Eski Genelkurmay Başkanı Hilmi Özkök "Madem Ayışığı ve Yakamoz'dan haberdardınız, bunların bilgisayar slaytlarını gördünüz, öyleyse neden sorumluları yargılamadınız?" şeklindeki sorulara muhatap kalıyor. Sanki Türkiye'de hiç darbe ortamları yaşamadık, tabandan gelen o kalkışmanın zirvedeki sağduyulu insanları nasıl silip süpürdüğünü görmedik. Ayışığı ve Yakamoz, 1970'lerdeki 9 Mart kalkışmasını andırıyordu. Askersivil işbirliğiyle, ulusalcı, solcu, antiemperyalist, Batı'ya kapalı, içine dönük bir iktidar kurmaktı hedef. 12 Mart döneminin Genelkurmay Başkanı Memduh Tağmaç, o dalgayı bastırabilmek için, 12 Mart'ta Adalet Partisi iktidarına karşı muhtıra vermek zorunda kalmıştı. Daha geriye gidelim... 27 Mayıs'ta, darbeciler, Genelkurmay Başkanı Rüştü Eldelhun'un apoletlerini söküp, komutanlarını Yassıada'ya göndermişlerdi.

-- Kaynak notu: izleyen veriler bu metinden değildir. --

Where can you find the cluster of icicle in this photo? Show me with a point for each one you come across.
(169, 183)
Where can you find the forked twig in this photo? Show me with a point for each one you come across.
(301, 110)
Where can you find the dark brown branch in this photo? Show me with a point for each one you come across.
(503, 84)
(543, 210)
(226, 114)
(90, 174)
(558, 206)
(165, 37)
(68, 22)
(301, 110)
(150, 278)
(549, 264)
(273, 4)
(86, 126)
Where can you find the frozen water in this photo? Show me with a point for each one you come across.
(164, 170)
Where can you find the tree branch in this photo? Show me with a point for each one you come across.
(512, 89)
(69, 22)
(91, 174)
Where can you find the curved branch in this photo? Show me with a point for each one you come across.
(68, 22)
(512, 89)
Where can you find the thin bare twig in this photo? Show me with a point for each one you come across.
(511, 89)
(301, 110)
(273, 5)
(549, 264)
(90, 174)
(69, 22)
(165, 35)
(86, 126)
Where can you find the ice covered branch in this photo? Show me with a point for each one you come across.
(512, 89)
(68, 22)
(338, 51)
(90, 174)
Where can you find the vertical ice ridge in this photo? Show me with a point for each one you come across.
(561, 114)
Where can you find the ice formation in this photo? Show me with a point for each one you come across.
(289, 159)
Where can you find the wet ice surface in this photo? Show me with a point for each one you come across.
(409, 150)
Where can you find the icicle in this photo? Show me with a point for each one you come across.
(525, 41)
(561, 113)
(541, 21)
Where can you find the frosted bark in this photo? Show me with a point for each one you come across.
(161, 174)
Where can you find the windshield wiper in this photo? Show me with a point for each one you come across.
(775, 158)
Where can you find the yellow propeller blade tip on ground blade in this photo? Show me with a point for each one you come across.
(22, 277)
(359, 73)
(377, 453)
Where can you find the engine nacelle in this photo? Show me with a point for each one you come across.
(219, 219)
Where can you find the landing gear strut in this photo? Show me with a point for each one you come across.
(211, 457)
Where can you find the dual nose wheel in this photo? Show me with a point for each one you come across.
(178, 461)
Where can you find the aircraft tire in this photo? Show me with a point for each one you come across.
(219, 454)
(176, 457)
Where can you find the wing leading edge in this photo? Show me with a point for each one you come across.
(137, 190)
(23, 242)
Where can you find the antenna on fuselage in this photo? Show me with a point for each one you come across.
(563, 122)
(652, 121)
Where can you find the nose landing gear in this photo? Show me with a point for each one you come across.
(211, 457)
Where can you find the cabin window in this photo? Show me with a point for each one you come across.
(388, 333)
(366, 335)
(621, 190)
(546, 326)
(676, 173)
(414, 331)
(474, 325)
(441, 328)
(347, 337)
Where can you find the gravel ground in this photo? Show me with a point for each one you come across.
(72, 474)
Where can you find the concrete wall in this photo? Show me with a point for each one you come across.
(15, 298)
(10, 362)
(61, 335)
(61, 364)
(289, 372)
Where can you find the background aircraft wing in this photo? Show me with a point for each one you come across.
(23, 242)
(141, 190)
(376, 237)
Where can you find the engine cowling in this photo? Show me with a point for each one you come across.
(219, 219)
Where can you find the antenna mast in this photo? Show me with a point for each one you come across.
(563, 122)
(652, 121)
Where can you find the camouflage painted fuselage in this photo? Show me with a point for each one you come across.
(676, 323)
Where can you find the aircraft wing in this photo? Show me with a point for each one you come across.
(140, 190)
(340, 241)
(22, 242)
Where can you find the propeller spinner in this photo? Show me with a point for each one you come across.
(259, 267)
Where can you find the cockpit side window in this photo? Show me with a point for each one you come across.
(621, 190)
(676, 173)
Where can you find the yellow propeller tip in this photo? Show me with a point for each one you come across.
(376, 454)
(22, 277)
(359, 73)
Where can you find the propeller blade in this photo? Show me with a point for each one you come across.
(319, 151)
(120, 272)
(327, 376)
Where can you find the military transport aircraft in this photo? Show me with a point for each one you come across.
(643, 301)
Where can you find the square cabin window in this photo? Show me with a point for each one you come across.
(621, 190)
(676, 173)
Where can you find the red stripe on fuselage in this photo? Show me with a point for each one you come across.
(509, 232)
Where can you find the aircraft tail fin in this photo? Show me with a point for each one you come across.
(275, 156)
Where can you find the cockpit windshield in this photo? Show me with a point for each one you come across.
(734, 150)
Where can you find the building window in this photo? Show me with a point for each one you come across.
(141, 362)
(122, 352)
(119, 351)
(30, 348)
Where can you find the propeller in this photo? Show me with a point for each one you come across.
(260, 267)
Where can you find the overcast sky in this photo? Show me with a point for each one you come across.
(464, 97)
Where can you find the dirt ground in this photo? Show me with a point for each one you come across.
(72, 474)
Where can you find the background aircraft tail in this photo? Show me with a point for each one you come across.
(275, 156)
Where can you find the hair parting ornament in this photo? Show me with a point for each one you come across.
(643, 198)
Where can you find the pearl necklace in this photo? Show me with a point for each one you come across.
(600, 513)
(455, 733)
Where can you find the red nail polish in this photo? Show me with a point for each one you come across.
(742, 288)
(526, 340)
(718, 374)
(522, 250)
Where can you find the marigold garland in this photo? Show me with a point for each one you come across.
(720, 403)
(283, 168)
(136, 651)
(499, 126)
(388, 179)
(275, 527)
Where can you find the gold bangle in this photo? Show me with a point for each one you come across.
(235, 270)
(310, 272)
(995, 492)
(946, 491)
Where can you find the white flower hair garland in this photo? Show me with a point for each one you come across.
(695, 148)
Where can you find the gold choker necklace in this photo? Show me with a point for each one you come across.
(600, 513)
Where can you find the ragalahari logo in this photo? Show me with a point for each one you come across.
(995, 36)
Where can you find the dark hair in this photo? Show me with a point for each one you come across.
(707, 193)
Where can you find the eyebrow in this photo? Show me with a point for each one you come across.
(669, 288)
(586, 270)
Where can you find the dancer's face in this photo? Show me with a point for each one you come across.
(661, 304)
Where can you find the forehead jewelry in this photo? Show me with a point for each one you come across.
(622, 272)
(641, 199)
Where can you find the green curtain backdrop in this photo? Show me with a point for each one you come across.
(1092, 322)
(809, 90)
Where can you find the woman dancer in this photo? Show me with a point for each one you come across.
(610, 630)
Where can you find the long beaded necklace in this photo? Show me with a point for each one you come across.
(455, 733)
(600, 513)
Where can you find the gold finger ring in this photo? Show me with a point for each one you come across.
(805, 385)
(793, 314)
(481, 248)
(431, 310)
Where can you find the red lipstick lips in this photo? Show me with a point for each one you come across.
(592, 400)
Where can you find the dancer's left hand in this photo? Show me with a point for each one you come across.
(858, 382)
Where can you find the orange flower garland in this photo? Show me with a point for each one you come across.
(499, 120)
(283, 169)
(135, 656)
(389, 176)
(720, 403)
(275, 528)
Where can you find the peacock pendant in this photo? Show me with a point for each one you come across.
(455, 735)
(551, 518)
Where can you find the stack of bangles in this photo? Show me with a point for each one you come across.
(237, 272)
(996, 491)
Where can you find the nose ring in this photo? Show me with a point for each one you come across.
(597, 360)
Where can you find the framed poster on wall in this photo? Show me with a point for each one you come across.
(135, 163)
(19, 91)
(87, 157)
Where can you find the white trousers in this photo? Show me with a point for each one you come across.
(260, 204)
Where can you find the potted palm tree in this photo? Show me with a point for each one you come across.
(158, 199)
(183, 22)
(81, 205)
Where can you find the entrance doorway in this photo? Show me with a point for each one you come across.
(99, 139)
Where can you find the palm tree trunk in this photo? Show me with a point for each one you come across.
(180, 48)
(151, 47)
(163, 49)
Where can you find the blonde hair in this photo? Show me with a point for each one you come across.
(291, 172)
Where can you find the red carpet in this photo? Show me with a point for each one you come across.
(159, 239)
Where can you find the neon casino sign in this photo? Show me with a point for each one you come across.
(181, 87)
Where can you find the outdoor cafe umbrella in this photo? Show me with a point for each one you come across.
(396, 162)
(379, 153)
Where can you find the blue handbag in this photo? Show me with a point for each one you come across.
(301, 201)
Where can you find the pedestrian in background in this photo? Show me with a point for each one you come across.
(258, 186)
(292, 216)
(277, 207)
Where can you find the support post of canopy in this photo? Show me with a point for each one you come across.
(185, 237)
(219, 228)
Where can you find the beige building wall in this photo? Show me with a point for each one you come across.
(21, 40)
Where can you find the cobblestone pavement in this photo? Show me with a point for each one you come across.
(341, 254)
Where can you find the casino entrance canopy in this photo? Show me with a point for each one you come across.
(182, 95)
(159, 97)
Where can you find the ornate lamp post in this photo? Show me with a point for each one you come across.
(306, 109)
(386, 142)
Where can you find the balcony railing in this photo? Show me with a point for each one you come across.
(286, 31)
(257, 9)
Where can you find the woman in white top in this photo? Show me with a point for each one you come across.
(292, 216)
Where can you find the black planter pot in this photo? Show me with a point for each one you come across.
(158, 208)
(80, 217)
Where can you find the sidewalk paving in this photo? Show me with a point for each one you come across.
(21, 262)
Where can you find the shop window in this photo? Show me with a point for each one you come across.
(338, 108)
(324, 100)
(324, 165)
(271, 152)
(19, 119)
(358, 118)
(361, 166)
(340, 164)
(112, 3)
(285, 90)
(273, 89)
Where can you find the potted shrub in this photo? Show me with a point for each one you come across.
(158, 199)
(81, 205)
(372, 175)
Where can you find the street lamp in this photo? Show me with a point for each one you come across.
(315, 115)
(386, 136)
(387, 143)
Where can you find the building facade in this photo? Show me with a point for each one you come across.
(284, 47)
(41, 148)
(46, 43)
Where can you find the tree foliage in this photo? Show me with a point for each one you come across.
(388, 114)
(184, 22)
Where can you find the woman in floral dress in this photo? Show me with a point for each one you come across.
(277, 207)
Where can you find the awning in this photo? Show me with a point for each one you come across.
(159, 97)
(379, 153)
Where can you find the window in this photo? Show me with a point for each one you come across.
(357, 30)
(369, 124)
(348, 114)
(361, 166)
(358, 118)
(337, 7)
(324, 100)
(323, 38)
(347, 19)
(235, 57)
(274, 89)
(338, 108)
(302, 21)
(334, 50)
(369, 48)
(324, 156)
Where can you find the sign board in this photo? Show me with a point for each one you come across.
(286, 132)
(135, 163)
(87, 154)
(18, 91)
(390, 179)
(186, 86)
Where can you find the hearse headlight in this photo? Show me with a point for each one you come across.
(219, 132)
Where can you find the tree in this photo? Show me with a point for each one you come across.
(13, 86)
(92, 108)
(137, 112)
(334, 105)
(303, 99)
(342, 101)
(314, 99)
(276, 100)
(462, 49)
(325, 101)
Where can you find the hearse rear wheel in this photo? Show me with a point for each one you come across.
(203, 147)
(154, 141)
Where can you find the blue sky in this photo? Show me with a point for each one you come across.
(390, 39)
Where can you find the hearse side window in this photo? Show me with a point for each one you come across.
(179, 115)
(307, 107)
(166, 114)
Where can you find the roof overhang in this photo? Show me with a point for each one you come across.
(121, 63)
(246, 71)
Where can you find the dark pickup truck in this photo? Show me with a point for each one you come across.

Orgeneral Hilmi Özkök, ordu içindeki darbeci komutanları yargılamaya kalkışsaydı, onların medya içindeki müttefikleri kimbilir nasıl kıyamet koparırdı? Bilgisayar çıktısı Ayışığı ve Yakamoz slaytları, Dursun Çiçek'in yazdığı söylenen belgeyle aynı muameleye maruz kalmaz mıydı? İsmi verilmeyen komutanların seçme gazetelerde açıklamaları yayınlanır, genç subaylar rahatsızlıklarını dile getirir, "TSK'yı zayıflatmak isteyen" Hilmi Özkök de, iktidar işbirlikçisi ilân edilirdi.
Darbe meselesi, Nisan 2007'de, Özden Örnek'in günlükleri Nokta dergisinde yayınlanınca ciddiyet kazandı; delillendirilebildi. O tarihte, Hilmi Özkök, emekli olmuştu.